Однажды ночью действие снотворного прекращается раньше времени и, стоит мне проснуться, как из лап кошмара я попадаю в объятия липкого страха. «Беги!» И я бегу — от людей, от мира и от самой себя. Бегу, спотыкаюсь, хватаюсь за стену, восстанавливаю равновесие, перевожу дыхание, продолжаю бежать. Оступаюсь, падаю на колени, ползу ко холодному каменному полу, стирая руки в кровь. Темный коридор, шершавые на ощупь стены, одинокая лампа вдали. Прямо, налево, направо и снова прямо. Поворот, тупик.
Странная темная комната с гостеприимно приоткрытой дверью. Забившись в угол, я крепко зажмуриваюсь и закрываю лицо руками. Я потерялась. Меня не найдут. Ведь никто не знает, где искать. Даже я сама.
========== Глава 4. Обязанная ==========
Растерянность. Как отличить истину от лжи и добро от зла? Не знаю, забыла. В моем замутненном сознании черное смешивается с белым, а получившиеся в результате оттенки серого ничуть не проясняют картину. Но однажды утром, после долгих и мучительных попыток понять, что к чему, у меня наконец получается.

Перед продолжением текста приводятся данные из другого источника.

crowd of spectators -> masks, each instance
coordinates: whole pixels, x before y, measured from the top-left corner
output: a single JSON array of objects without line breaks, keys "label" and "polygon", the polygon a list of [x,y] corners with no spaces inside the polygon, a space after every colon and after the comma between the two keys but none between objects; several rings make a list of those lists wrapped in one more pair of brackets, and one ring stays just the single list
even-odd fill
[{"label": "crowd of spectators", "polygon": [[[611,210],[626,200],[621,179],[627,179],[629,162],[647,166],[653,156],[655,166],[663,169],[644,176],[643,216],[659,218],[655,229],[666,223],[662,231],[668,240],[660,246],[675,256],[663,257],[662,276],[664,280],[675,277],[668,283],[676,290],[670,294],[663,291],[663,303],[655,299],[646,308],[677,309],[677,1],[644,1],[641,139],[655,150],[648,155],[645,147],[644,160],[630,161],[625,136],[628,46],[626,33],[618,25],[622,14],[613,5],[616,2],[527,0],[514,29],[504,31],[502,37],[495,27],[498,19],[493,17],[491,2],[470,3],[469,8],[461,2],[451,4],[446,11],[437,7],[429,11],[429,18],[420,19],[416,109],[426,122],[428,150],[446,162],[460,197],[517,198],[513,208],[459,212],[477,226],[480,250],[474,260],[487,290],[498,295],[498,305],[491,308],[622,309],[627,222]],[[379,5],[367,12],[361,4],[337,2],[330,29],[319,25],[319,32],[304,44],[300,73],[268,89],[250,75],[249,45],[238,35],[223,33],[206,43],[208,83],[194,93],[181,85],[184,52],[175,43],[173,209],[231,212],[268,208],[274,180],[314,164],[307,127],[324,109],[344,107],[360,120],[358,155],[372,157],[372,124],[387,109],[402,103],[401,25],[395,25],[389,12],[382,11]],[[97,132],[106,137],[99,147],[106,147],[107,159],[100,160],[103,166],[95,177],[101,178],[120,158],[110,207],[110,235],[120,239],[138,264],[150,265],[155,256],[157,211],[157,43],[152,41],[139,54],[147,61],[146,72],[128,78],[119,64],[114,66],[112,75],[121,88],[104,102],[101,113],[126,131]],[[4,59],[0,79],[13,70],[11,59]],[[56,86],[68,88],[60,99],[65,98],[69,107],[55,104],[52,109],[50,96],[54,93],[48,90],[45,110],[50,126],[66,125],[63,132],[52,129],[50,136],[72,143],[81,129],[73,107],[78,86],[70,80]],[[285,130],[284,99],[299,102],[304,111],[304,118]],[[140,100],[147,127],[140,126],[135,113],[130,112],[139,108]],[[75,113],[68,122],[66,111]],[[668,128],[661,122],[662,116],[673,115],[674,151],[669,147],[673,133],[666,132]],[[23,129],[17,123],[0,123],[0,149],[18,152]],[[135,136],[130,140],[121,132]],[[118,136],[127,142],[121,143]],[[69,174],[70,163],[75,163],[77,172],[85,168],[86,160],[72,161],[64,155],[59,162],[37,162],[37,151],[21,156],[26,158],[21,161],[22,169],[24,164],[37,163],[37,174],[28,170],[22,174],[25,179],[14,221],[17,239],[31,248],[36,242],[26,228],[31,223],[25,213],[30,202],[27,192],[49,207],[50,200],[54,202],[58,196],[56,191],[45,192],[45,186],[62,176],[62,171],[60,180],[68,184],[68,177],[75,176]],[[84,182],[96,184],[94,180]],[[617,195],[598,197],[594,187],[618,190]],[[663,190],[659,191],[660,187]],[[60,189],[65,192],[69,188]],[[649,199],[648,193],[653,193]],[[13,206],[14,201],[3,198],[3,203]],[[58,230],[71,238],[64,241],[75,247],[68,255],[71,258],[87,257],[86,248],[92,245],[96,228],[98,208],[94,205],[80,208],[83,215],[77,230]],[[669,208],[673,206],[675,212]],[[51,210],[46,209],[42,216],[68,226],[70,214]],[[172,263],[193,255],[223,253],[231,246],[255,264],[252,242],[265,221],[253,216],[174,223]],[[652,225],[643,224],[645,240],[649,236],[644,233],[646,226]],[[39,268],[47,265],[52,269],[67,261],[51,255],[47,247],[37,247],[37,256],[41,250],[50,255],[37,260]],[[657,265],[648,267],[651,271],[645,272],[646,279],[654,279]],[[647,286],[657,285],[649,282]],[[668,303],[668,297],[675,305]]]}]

Все начинается с жемчужины. Да-да, именно с нее, с этого маленького гладкого черного камешка идеально круглой формы, лежащего на моей прикроватной тумбочке.
Я просыпаюсь от привычного покалывания в руке и сквозь опущенные ресницы наблюдаю, как медсестра втыкает мне в вену тонкую иглу. Но вид шприца и плещущегося за его прозрачными пластиковыми стенками лекарства наскучивает слишком быстро: уж очень много раз я это видела. Я знаю, что будет происходить дальше с точностью до тысячной доли секунды. Знаю, что на месте укола выступит капля алой крови, которую медсестра быстро смахнет кусочком мягкой ваты и заклеит белым пластырем. Знаю, через сколько минут и как именно подействует лекарство. Знаю, как будет больно отрывать этот липкий бумажный клочок от кожи и что на его месте еще долго будет оставаться красное пятно. Знаю, когда снова придет кто-нибудь из медперсонала с новым шприцем в руке. Им тоже все это известно. Но у меня есть кое-что, о чем они даже не подозревают. Мой истощённый организм настолько привык ко всем этим лекарствам, что той дозы, которую мне раз за разом назначают, уже недостаточно. Она просто не действует. Я притворяюсь, что спокойна под воздействием успокоительного. Я притворяюсь, что сплю после пары таблеток снотворного. Я притворяюсь, что меня здесь нет, что от меня осталось лишь тело, а душа навсегда покинула его. На самом деле мой разум медленно просыпается, освобождаясь от паутины забвения.